Jika pada periode pertama Presiden Jokowi lalu, ada mantan Menteri Pendayagunaan Aparatur Negara dan Reformasi Yuddy Chrisnandi yang digeser menjadi Duta Besar Ukraina. Sedangkan pada periode keduanya, Wishnutama Kusubandio lengser dari menteri pariwisata dan ekonomi kreatif diberikan kursi Komisaris Telkomsel.

Pola lengser-pungut, bukan hal baru bagi Presiden Jokowi, setidaknya ada 4 mantan menteri yang menduduki kursi komisaris, dari 33 kursi Komisaris yang terungkap dibagi-bagi tersebut.

Baca Juga: Untung Rugi Buat PDIP

Pola Linglung dalam Legislasi

Keputusan/kebijakan maupun legislasi yang dilakukan pemerintah juga menunjukkan political support lebih penting dibandingkan dengan electoral support. Presiden Jokowi malah semakin menjauh dari semangat reformasi dalam memberantas korupsi.

Revisi UU KPK yang beberapa kali ditolak oleh Presiden Jokowi, ternyata di balik itu hanya merupakan misi tersembunyi, yang  disinyalir disengaja untuk ditunda, tetapi pada dasarnya hanya menunggu moment saja.

Kekhawatiran akan gelombang protes, terganggungnya elektabilitas pemerintahan, dan kekhawatiran ketidakterpilihan kembali, menunda adalah pilihan rasional, yang penting misi itu selesai.

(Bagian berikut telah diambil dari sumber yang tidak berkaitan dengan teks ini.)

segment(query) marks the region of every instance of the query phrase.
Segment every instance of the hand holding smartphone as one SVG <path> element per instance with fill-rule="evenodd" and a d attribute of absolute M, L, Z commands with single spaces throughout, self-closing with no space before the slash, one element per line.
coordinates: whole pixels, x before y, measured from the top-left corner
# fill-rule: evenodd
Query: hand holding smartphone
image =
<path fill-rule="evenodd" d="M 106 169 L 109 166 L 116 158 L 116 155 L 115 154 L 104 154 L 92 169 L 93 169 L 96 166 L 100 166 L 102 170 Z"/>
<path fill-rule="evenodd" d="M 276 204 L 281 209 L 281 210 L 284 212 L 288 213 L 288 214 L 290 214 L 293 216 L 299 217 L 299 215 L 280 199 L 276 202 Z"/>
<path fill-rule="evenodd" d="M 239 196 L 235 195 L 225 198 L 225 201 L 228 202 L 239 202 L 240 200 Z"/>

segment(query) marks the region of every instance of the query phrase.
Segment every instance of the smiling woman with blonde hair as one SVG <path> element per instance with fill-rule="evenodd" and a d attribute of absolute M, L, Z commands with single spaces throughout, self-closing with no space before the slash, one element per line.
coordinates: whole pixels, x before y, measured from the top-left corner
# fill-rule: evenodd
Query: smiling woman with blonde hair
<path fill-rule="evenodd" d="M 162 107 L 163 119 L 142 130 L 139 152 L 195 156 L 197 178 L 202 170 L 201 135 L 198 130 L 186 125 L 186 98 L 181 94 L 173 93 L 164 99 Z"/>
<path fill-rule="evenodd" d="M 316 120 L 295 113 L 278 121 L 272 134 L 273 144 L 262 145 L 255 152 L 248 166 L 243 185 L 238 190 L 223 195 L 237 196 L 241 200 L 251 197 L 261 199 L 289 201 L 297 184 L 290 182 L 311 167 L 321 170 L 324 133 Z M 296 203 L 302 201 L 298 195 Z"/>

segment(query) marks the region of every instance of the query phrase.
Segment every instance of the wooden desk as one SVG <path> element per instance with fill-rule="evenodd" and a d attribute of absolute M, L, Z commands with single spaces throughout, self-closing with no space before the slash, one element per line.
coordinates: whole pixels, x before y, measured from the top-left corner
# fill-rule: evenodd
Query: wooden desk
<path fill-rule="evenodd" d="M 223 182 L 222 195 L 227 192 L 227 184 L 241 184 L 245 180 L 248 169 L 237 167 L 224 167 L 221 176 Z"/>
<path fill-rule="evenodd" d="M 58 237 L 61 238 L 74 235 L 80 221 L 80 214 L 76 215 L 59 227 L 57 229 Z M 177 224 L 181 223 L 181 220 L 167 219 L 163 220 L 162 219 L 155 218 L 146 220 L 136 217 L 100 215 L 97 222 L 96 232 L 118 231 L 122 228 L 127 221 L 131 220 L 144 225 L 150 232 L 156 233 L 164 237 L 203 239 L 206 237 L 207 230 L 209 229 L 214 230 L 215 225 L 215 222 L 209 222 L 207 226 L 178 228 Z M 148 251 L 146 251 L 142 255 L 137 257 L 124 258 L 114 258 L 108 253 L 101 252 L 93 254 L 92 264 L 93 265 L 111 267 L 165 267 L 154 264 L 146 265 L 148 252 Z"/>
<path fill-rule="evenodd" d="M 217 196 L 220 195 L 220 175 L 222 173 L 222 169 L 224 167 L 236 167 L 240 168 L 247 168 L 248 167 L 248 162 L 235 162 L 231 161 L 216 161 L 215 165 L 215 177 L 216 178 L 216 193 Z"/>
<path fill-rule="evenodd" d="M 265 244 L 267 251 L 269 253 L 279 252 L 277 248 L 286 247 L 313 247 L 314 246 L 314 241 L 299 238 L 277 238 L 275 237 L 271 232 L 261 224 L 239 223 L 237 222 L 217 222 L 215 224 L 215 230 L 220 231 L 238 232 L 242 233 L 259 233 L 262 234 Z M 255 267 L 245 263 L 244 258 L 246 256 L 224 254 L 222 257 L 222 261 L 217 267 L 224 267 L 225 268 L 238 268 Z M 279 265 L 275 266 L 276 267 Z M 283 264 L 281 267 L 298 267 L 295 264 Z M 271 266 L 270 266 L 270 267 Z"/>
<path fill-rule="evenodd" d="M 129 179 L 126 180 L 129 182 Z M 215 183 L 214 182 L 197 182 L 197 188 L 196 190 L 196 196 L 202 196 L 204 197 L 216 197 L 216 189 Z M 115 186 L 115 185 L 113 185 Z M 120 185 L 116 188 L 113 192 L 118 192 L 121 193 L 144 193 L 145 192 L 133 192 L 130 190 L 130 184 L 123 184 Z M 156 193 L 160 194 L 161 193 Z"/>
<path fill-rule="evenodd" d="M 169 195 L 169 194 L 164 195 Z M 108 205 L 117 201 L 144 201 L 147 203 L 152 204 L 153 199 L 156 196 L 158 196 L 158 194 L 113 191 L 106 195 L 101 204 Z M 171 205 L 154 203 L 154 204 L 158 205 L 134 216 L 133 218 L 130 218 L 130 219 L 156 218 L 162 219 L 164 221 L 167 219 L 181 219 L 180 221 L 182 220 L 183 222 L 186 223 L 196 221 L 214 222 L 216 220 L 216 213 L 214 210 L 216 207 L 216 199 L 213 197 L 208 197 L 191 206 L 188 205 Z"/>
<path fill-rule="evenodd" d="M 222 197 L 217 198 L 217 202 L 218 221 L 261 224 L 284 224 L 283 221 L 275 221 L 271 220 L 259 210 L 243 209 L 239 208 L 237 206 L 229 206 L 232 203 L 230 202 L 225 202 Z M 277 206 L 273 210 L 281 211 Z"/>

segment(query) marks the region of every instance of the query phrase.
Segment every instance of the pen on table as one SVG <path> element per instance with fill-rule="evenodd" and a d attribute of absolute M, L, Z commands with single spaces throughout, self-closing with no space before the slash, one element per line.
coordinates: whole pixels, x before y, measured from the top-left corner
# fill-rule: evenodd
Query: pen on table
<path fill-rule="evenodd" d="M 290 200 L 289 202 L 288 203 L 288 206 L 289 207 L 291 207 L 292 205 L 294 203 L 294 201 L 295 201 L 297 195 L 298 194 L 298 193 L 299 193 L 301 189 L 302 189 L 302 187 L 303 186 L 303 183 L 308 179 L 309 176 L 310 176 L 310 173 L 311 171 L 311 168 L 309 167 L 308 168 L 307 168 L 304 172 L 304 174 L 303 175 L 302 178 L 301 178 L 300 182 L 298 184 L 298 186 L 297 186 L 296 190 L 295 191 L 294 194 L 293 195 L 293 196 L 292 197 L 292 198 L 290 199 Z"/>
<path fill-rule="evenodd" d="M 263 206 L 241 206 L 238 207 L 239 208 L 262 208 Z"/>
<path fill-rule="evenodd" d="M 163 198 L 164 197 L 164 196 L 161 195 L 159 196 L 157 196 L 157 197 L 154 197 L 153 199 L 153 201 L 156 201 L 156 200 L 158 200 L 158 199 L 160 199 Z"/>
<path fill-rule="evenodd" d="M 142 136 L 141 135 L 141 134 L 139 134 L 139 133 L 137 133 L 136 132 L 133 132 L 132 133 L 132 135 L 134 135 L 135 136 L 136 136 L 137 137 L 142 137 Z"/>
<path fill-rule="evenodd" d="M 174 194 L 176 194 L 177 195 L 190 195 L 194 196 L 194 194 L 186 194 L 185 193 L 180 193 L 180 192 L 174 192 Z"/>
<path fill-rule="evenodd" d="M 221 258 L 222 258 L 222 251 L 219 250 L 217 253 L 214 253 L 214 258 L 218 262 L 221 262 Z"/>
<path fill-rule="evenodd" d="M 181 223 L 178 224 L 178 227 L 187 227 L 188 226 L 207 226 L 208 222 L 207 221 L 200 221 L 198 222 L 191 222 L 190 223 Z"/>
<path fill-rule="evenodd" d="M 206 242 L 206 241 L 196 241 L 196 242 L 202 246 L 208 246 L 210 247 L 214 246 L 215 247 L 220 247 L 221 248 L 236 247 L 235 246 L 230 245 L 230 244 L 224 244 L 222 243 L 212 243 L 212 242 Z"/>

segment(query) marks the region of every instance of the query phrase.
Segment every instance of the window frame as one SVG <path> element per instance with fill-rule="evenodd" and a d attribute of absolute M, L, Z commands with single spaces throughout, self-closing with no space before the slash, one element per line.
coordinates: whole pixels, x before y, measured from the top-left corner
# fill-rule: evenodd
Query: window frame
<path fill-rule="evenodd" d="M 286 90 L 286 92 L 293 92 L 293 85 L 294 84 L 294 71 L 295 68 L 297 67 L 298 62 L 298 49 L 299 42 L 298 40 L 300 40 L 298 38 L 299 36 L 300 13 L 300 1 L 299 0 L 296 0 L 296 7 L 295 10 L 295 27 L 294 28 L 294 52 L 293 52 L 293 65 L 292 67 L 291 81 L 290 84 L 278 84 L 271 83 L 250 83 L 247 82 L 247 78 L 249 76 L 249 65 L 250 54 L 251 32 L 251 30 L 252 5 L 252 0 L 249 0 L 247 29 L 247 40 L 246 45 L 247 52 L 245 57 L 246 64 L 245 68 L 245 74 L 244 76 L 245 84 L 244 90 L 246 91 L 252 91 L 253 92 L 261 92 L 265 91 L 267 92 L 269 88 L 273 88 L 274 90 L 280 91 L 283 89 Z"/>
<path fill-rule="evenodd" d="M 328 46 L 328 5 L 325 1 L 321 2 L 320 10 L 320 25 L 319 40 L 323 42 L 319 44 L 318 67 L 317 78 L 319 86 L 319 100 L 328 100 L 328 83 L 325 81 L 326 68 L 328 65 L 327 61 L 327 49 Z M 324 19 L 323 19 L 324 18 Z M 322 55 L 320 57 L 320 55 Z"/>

Penolakan dengan mekanisme demonstrasi terhadap legislasi yang dilakukan oleh DPR dan Pemerintah banyak dilakukan di periode kedua ini, sebut saja respons terhadap revisi Kitab Undang-Undang Hukum Pidana (KUHP), yang akhirnya pemerintah menyatakan menunda dengan alasan perlu dikaji kembali.

Penolakan juga dilakukan terhadap Peraturan Presiden (Perpres) Republik Indonesia Nomor 10 Tahun 2021 tentang Bidang Usaha Penanaman Modal, yang dalam Perpres itu diperbolehkan investasi minuman miras, yang akhirnya dicabut oleh Presiden Jokowi.

Presiden Jokowi dalam pengelolaan pemerintahan membangun suatu politik keberimbangan, dengan konsep “win-win solution.”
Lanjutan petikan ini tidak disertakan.